ST. GEORGE — Although six more weeks of winter was the prediction made on Groundhog Day, the St. George area is ready to roll out its famous sunshine and welcome an influx of visitors for Presidents Day weekend.
While not the only thing going on in St. George, sporting events will definitely rule the roost this weekend. Early season soccer and baseball tournaments will use nearly every patch of green as thousands of out-of-town visitors surge into the region.
“Our mild temperatures provoke people to get active outside, and our convenient recreational facilities have made us a must-book destination for regional and national sporting events,” said Kevin Lewis, director of sports marketing for the St. George Area Tourism office. “The visitors we have who return every year tell me that the prospect of spending a few days in our climate gives them something to look forward to as they endure the frigid winter along the Rocky Mountain region.”
Additionally, the economic impact of the youth tournaments taking place Presidents Day weekend is substantial, Lewis said, given the fact that each player is accompanied by parents and siblings who stay at area hotels, eat at restaurants and spend money shopping or on recreational activities.
Attracting some of the largest crowds this holiday weekend is Utah Competitive Soccer’s “Ice Breaker Tournament,” which includes more than 250 teams and an estimated 4,000 players and coaches.

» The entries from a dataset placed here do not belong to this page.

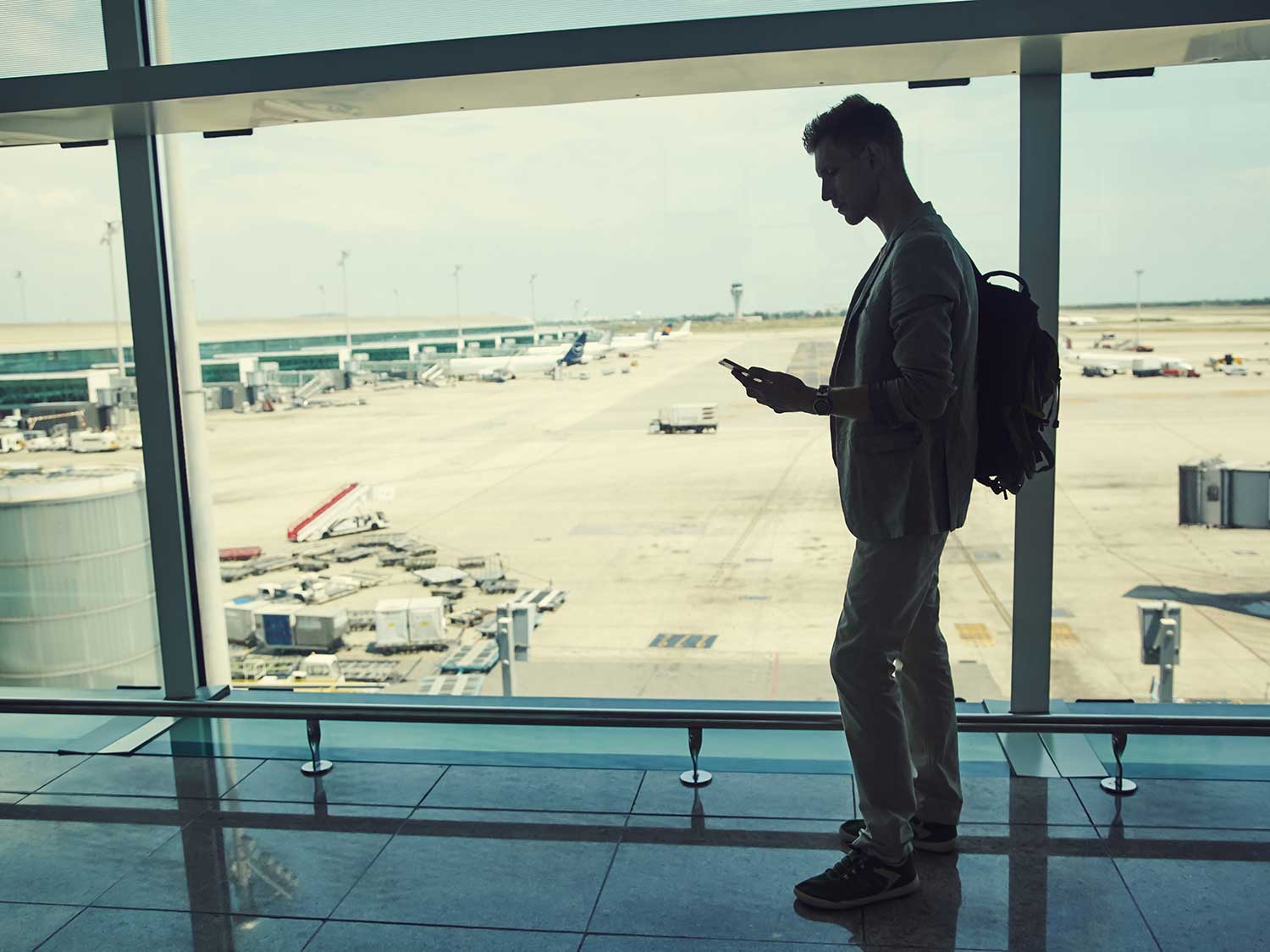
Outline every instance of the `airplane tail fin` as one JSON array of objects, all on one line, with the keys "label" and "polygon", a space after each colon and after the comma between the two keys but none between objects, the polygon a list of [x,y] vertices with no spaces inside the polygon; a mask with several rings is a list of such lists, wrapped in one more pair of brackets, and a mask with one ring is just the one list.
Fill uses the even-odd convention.
[{"label": "airplane tail fin", "polygon": [[582,331],[577,338],[573,339],[573,347],[560,358],[559,363],[565,367],[572,367],[575,363],[582,363],[582,352],[587,347],[587,331]]}]

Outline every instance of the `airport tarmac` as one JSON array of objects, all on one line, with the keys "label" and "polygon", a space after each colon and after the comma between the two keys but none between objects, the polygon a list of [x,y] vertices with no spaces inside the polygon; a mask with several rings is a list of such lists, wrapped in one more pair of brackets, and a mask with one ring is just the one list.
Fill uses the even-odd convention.
[{"label": "airport tarmac", "polygon": [[[1063,330],[1082,348],[1109,327]],[[1189,602],[1176,696],[1264,701],[1270,531],[1179,527],[1177,466],[1215,454],[1270,461],[1270,329],[1156,330],[1144,325],[1144,338],[1198,367],[1227,352],[1261,363],[1246,377],[1205,368],[1189,380],[1086,378],[1064,364],[1053,694],[1149,699],[1154,669],[1139,663],[1135,604],[1167,589]],[[364,406],[213,413],[216,541],[284,553],[287,524],[335,487],[392,486],[391,531],[436,543],[442,564],[498,552],[522,585],[568,590],[517,668],[517,693],[833,698],[827,658],[852,539],[828,424],[758,407],[718,359],[808,374],[832,359],[836,338],[832,325],[714,329],[635,354],[630,373],[603,373],[631,363],[610,359],[559,382],[366,390]],[[658,407],[676,402],[716,402],[719,432],[649,434]],[[130,458],[140,453],[109,461]],[[968,699],[1010,696],[1013,506],[977,486],[941,566],[942,630]],[[352,567],[363,565],[377,569]],[[331,604],[420,593],[395,579]],[[225,585],[225,597],[258,581]],[[498,600],[470,595],[457,608]],[[419,656],[396,689],[414,689],[437,660]],[[500,693],[497,671],[485,693]]]}]

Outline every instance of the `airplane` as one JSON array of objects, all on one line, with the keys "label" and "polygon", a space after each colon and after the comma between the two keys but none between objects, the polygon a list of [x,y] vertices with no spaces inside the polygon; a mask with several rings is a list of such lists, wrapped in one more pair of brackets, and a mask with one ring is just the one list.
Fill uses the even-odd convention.
[{"label": "airplane", "polygon": [[[1146,357],[1135,350],[1120,350],[1111,347],[1096,347],[1092,350],[1076,350],[1072,348],[1072,339],[1063,335],[1063,359],[1093,369],[1087,376],[1109,377],[1113,373],[1132,373],[1134,369],[1180,369],[1184,372],[1195,368],[1180,357],[1166,354],[1151,354]],[[1134,366],[1137,364],[1137,367]]]},{"label": "airplane", "polygon": [[450,360],[448,372],[452,377],[480,377],[498,383],[512,380],[518,373],[550,373],[558,366],[572,367],[582,363],[583,348],[587,345],[587,331],[560,352],[551,348],[549,354],[519,353],[508,357],[455,357]]},{"label": "airplane", "polygon": [[657,327],[650,327],[648,334],[624,334],[620,338],[613,338],[611,343],[615,350],[627,353],[631,350],[645,350],[650,347],[657,347]]},{"label": "airplane", "polygon": [[[613,333],[611,330],[605,331],[605,335],[599,340],[585,340],[585,333],[583,333],[579,336],[582,336],[583,340],[585,341],[584,347],[582,348],[580,363],[591,363],[592,360],[601,360],[605,358],[606,354],[608,354],[610,350],[613,349],[612,345],[610,344],[610,341],[613,339]],[[558,354],[560,353],[560,345],[540,344],[536,347],[531,347],[528,350],[526,350],[526,353],[533,354],[536,357],[541,357],[544,354]]]}]

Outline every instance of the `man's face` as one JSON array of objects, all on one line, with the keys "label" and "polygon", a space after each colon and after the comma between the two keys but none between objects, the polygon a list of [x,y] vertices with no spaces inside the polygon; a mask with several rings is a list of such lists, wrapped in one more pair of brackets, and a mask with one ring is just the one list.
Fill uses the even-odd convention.
[{"label": "man's face", "polygon": [[878,195],[878,168],[872,150],[852,150],[823,140],[815,147],[820,201],[831,202],[848,225],[859,225],[872,211]]}]

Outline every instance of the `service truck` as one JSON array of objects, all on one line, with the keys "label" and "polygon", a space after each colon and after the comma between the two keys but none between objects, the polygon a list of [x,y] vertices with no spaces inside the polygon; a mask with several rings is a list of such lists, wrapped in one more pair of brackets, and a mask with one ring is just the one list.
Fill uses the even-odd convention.
[{"label": "service truck", "polygon": [[714,433],[719,429],[718,404],[676,404],[657,411],[649,433]]}]

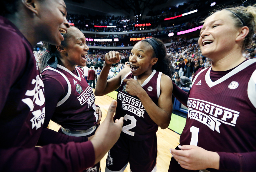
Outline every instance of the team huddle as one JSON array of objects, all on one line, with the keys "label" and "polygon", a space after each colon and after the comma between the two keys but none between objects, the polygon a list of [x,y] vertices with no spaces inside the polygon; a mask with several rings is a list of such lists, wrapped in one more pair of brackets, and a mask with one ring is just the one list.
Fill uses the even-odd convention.
[{"label": "team huddle", "polygon": [[[104,171],[124,171],[129,162],[132,171],[157,171],[156,133],[170,123],[173,95],[188,112],[169,172],[255,171],[256,59],[242,54],[256,31],[255,5],[203,21],[198,43],[212,65],[195,74],[188,93],[172,81],[172,59],[154,38],[136,43],[129,67],[108,80],[121,57],[107,53],[93,91],[77,66],[86,65],[86,38],[67,22],[63,0],[3,5],[0,171],[100,171],[108,152]],[[33,50],[40,41],[47,50],[39,67]],[[119,88],[100,124],[95,96]],[[51,120],[58,132],[48,128]]]}]

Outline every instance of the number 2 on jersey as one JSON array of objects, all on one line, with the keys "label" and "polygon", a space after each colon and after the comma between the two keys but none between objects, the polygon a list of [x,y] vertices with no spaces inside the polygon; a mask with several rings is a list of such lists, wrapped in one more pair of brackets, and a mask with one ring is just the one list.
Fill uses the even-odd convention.
[{"label": "number 2 on jersey", "polygon": [[137,120],[136,120],[134,117],[128,115],[127,114],[124,115],[124,120],[127,121],[128,121],[128,120],[131,120],[131,122],[130,124],[123,127],[122,130],[125,133],[130,136],[134,136],[134,132],[129,131],[129,130],[135,127],[136,126],[136,122],[137,122]]},{"label": "number 2 on jersey", "polygon": [[198,141],[198,133],[199,132],[199,129],[194,126],[192,126],[190,127],[190,132],[191,132],[190,145],[197,146],[197,142]]}]

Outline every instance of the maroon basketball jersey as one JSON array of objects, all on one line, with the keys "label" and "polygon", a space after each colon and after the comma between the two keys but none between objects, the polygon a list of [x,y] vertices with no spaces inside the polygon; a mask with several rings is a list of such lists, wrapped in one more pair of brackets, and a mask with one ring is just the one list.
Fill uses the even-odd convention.
[{"label": "maroon basketball jersey", "polygon": [[[160,81],[162,72],[154,70],[150,76],[141,85],[142,88],[156,105],[160,95]],[[129,139],[137,141],[143,140],[153,136],[158,126],[149,117],[139,98],[126,91],[125,79],[137,77],[132,72],[129,72],[122,80],[117,99],[117,106],[115,120],[124,117],[122,132]]]},{"label": "maroon basketball jersey", "polygon": [[0,37],[0,147],[34,147],[43,128],[45,103],[33,47],[2,16]]},{"label": "maroon basketball jersey", "polygon": [[[67,94],[58,102],[53,121],[71,130],[86,130],[96,125],[98,120],[95,96],[81,69],[76,67],[74,73],[58,64],[56,69],[46,68],[42,75],[43,77],[44,75],[54,76],[67,90]],[[68,88],[65,88],[67,84]]]},{"label": "maroon basketball jersey", "polygon": [[202,69],[193,81],[180,144],[213,151],[256,151],[256,59],[214,82],[211,70]]}]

“People love this tournament,” said Robert Horn, owner and operator of the Utah Sports Lodge, which organizes and runs the tournament. “It’s the perfect time as winter is nearing an end, and players and teams are anxious to head outdoors and prepare for their spring season.”
The “Rage Invitational” will also bring a significant quantity of visitors to the area. Tournament director Paul Miravete said he expects 184 teams with nearly 3,000 players, coaches, team managers and referees.
In addition to the soccer tournaments, visitors also come to St. George to participate in the Rocky Mountain School of Baseball’s sizable “Presidents’ Day Tournament,” whic includes 135 competition teams — adding up to more than 2,000 players, coaches and umpires.
“The approaching spring means it’s time for baseball,” Rocky Mountain School of Baseball President Dennis Udy said. “We have teams from nine different states coming to our tournament, including seven teams from Minneapolis. We’d like to thank all the municipalities that are allowing us to use their fields, including St. George, Washington, Hurricane, La Verkin, Toquerville, Ivins, Santa Clara and Moapa.”
Statistics provided by tournament organizers from the Ice Breaker tournament, Rage Invitational and the Rocky Mountain School of Baseball indicate that an average of about 83 percent of the visitors for these tournaments are from outside the area. The sports commission estimates the economic impact of those three tournaments to be between $12 million to $14 million.
“We’re looking at a conservative estimate of about 25,000 visitors heading to the St. George area for the Presidents Day Weekend,” Lewis said. “That truly is remarkable and says something about what a destination we have become.”
The area also expects a large turnout for the 10-day St. George Area Parade of Homes that starts Friday and runs through Feb. 26. The self-guided home tour features 28 brand new homes and is projected to attract more than 30,000 people over its duration.
“Presidents Day Weekend definitely is one of the busiest and starts the tourism season with a bang,” Roxie Sherwin, St. George tourism office director, said. “So many people love our location and with the harsh winter on the Wasatch Front, I expect a large migration to the south. Everybody is ready to get outside, and we are the perfect destination for that.”